Liquid metal brings shape-shifting robot a step closer - Libertatea
http://www.newscientist.com/article/dn27127-liquid-metal-brings-shapeshifting-robot-a-step-closer.html?cmpid=RSS%7CNSNS%7C2012-GLOBAL%7Conline-news
======
anigbrowl
O.o

The micro pumping and capillary action are extremely interesting, but seeing
how it deforms in response to an electrical current is just eye-popping.
Naturally I want to see what happens if you send AC signals rather than static
DC...at the least I would expect something similar to the behavior of
ferrofluids on a speaker cone, eg
[https://vimeo.com/65815077](https://vimeo.com/65815077) or even suspensions
of cornstarch:
[https://www.youtube.com/watch?v=dS9LNBQE2Jw](https://www.youtube.com/watch?v=dS9LNBQE2Jw)

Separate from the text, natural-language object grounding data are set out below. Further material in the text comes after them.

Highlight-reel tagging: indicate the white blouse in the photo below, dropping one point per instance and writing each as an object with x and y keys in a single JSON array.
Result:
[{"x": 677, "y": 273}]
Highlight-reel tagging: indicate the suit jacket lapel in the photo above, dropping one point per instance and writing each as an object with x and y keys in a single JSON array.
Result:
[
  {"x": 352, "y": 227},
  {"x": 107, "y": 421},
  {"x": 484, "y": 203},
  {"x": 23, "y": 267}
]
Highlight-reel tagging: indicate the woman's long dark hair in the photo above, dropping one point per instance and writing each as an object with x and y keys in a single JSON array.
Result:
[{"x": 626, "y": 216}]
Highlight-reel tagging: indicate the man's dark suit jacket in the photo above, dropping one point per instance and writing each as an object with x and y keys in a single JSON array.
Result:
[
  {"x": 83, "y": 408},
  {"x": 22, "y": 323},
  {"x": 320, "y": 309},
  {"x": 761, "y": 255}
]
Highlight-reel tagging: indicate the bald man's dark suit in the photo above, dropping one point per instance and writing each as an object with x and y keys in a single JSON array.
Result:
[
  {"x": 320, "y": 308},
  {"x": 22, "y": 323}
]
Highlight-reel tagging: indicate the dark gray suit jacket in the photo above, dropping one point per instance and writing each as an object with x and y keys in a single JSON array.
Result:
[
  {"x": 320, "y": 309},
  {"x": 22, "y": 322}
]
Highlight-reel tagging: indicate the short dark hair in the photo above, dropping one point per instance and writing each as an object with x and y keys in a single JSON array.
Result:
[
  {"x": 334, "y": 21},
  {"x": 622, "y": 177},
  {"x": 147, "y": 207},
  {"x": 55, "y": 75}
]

which has a handy how-to at the end.

The supplementary material is available free even though the article is
paywalled and is a great read.
[http://onlinelibrary.wiley.com/doi/10.1002/adma.201405438/su...](http://onlinelibrary.wiley.com/doi/10.1002/adma.201405438/suppinfo)

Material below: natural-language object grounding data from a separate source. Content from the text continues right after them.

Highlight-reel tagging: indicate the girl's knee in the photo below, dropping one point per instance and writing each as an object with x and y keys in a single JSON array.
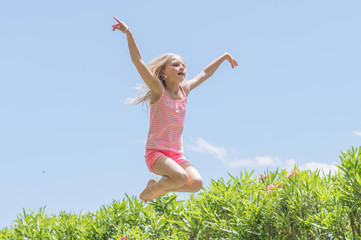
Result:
[{"x": 181, "y": 178}]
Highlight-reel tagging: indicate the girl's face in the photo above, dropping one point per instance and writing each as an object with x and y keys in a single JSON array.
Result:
[{"x": 175, "y": 70}]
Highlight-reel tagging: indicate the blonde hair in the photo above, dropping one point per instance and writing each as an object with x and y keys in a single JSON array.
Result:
[{"x": 156, "y": 66}]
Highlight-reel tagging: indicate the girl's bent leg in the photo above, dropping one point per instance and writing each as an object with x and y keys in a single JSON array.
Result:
[
  {"x": 194, "y": 183},
  {"x": 174, "y": 176}
]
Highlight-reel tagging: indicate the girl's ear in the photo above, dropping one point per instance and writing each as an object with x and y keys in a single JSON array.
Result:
[{"x": 163, "y": 76}]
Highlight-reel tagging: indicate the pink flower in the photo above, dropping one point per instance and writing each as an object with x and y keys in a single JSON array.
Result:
[
  {"x": 270, "y": 188},
  {"x": 290, "y": 174},
  {"x": 262, "y": 177}
]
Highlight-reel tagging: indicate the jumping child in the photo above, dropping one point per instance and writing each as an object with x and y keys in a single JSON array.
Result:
[{"x": 166, "y": 93}]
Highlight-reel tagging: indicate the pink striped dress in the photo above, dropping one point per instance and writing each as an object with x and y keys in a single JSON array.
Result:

The alloy is described here:
[https://gmwgroup.harvard.edu/pubs/pdf/1014.pdf](https://gmwgroup.harvard.edu/pubs/pdf/1014.pdf)

According to the supplemeentary, the aluminum flake 'fuel' is not consumed but
breaks up into tiny fragments and eventually diffuses to the surface, causing
the reaction to tail off. This seems like fairly fundamental research.